Florence Sèdes : Oui, c’est peut-être une manière de reposer la question. Après, on peut faire le lien entre les réseaux sociaux et les médias. Que faut-il apporter à un média payant pour qu’il marche face à des médias gratuits ? Si je prend un média gratuit dans le métro, cela ne veut pas dire que je suis prête à payer une presse de qualité. Le débat va tourner autour de la valeur ajoutée d’un abonnement. Il y aussi un enjeu de communauté. C’est assez intéressant par rapport à Mastodon et Bluesky, par exemple. Il y a des utilisateurs qui ont basculé depuis X vers ces nouveaux réseaux sociaux, et d’autres qui sont restés sur X, pour pouvoir conserver la communauté qui les entouraient dessus.
Est-ce que cette possibilité d’abonnement soit le début d’un mouvement qui touche d’autres réseaux sociaux ?
F.D : Je ne pense pas. Facebook c’est très particulier comme usage. L’âge moyen des utilisateurs est très élevé. Ils l’utilisent à titre personnel, pour publier des photos de vacances… Je ne crois pas que les gens soient prêts à payer pour cela.
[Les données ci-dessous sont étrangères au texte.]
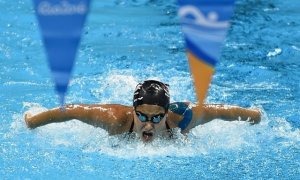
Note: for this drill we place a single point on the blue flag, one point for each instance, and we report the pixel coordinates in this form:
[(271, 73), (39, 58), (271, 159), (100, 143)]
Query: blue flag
[(61, 23), (204, 24)]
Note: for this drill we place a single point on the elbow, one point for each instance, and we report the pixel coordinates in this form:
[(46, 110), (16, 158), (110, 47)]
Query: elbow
[(28, 121), (256, 116)]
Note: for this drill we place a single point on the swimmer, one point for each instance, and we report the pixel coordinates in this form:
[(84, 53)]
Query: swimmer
[(152, 115)]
Ce qui pourrait marcher, c’est un modèle semblable à celui de Linkedin, un réseau professionnel où payer un abonnement apporte une réelle plus-value.
Est-ce le passage à une certification payante sur X était un signal faible ?
F.D : Je ne pense pas que ce soit comparable. La certification Twitter [autrefois vérifiée par les services du réseau social, aujourd’hui disponible grace à un simple abonnement] n’est pas assez modérée pour apporter une plus-value. Si 80% de la pègre prend cette certification, personne du côté de X n’effectuera de contrôle. La vérification des profils perd alors de sa valeur. Et puis il faut avoir un public. Si X continue vers une formule payante comme Elon Musk a pu l’évoquer, est-ce vraiment utile en tant qu’utilisateur de X de s’adresser qu’à des personnes qui ont payé pour accéder au réseau ?
Cette possibilité de modèle hybride, un réseau gratuit avec des fonctionnalités payantes, peut-elle s’affirmer dans les années à venir ?
F.D : Oui certainement. Avec des choses plus spécialisées où l’on retrouve des niches. Mais le gros danger est de se retrouver avec des réseaux uniquement peuplés d’utilisateurs prêts à payer. Ils peuvent alors devenir des vases clos, où la modération n’est pas possible. On peut alors se retrouver avec des communautés conspirationnistes comme les incel ou Qanon qui ne peuvent pas être modérées.